There is nothing decisive, especially in such a “baleful” creature as the monetary Europe. As we have said, the European mistakes of the past, which Italy is still paying for, cannot be repeated. What is needed is flexibility and intelligence. Social and economic sustainability, the progress of each country and convergence, should be the axis of European governance.

2022 will be the 20th anniversary of the euro. What would you make of this experience of a single European currency?

In fact, the euro was technically born in 1999 when the exchange rates between the participating currencies were irreversibly fixed. It is true, however, that euro coins and banknotes began to circulate on 1 January 2002. The Italian participation in the euro was sustained by the centre-left élite which held that only a European anchor would have pulled Italy out of a disorderly, inflationary, conflict-ridden model. An initial choice was made of joining the European Monetary System in 1979. The EMS was an exchange rate agreement that was transformed into the euro in 1999. The liberalisation of capital movements, the EMS and the “divorce” between the Bank of Italy and the Treasury in 1981 were a dramatic disinflationary “regime change”. This would also have required restrictive fiscal policies, which the governments of the 1980s did not adopt, favouring growth, often unfortunately with misguided public spending.

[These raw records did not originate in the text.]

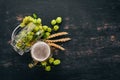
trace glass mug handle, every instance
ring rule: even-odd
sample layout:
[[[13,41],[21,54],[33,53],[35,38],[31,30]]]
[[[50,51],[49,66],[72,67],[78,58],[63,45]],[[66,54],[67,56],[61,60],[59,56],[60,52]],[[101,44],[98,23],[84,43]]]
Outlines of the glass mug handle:
[[[18,25],[12,32],[12,35],[11,35],[11,45],[12,47],[14,48],[14,50],[19,54],[19,55],[23,55],[24,54],[24,51],[21,51],[21,50],[18,50],[16,47],[15,47],[15,36],[17,34],[17,30],[19,31],[20,29],[20,25]]]

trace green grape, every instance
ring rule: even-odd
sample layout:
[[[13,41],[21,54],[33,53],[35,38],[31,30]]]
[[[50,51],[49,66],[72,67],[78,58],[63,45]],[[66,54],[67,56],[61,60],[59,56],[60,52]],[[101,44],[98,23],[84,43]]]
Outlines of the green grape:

And in fact the public debt grew very large…

Yes, that unsustainable mix of a fixed exchange rate, free capital movements, and an expansionary fiscal stance was the cause of the explosion of public debt we are still carrying. After the momentary (and beneficial) exit from the Sme between 1992 and 1996, the path to the euro was more consistently accompanied by austerity. As a result, since 1995 productivity growth has stagnated. Deflation was achieved at the price of an impoverished country. Were other paths possible? Certainly the neo-liberal reformism of the élite that led Italy into the European Stability Mechanism and the euro failed. Was another reformism possible? The question is also valid for today, although in the euro the roads are narrower. Europe must do its part, and we must do ours. Unfortunately, the underbelly of the country is not reformist (in the socialist sense), and the prevailing electoral trends are for bigoted, disqualified, conservative political forces. What renewal can ever come from them? Just think of their irresponsible behaviour in the fight against the pandemic. Italy does not need Ms or Mrs Bolsonaro. But the left must learn from Chile, which all progressives look to with hope and sympathy.

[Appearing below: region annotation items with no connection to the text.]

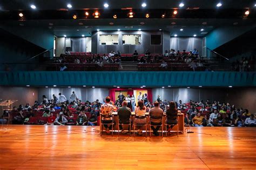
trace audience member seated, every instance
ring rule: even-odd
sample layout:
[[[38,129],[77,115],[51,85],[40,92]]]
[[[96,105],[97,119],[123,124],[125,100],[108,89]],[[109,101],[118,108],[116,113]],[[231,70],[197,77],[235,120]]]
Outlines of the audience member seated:
[[[121,133],[126,133],[123,129],[121,124],[130,124],[130,117],[132,115],[131,109],[127,107],[127,102],[126,100],[123,101],[122,107],[117,110],[117,115],[119,117],[119,129],[121,130]],[[128,131],[130,131],[130,126],[128,127]]]
[[[192,119],[193,124],[195,127],[203,127],[203,119],[204,117],[201,116],[200,113],[198,113],[197,115],[196,115]]]
[[[153,125],[151,126],[153,134],[156,136],[158,136],[159,134],[158,131],[160,126],[158,126],[158,125],[161,125],[162,124],[162,119],[164,115],[164,111],[160,108],[158,101],[155,101],[154,103],[154,107],[149,111],[149,114],[151,118],[150,120],[151,125]],[[157,119],[156,118],[157,118]]]

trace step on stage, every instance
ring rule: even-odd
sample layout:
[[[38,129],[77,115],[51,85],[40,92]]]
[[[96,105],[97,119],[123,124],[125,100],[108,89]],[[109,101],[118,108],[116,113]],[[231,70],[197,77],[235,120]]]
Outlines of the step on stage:
[[[192,128],[164,136],[99,135],[99,127],[12,125],[0,169],[255,169],[256,128]]]

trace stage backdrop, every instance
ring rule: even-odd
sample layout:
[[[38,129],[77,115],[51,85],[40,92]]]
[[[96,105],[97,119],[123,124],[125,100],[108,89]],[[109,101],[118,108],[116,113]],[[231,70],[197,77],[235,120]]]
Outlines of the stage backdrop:
[[[116,101],[117,99],[116,98],[116,91],[127,91],[127,94],[130,94],[130,96],[132,96],[132,95],[136,95],[136,94],[133,94],[133,91],[147,91],[147,100],[150,102],[152,103],[152,89],[140,89],[140,88],[132,88],[132,89],[109,89],[109,96],[111,100],[113,101]],[[126,96],[125,96],[126,97]]]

The ECB has raised its inflation estimates for 2022, almost doubling them. However, it does not expect to raise rates, as the Fed or the BoE (which has already started to increase them) do. What do you think?

For Italy this is, of course, a good thing, although, of on the other hand, inflation is not. The sustainability of public debt is notoriously sensitive to interest rates. Quantitative easing should be continued, and bonds already bought held until maturity to reinvest the proceeds in new bonds. But a European tightening where inflation is imported would plunge us into stagflation. We will see, however, whether the recovery will continue at the expected pace, or whether a resurgence of the pandemic will put the brakes on it. A possible rise in interest rates, however, might not be a problem if the spreads with German bonds are adequately reduced, i.e. German rates would rise while Italian ones would not.

Can this be achieved?

We need some form of European insurance on Italian debt, which a new governance could and should offer in some way. Italy has already paid, without reason, for its past mistakes. The EU and Germany owe us compensation.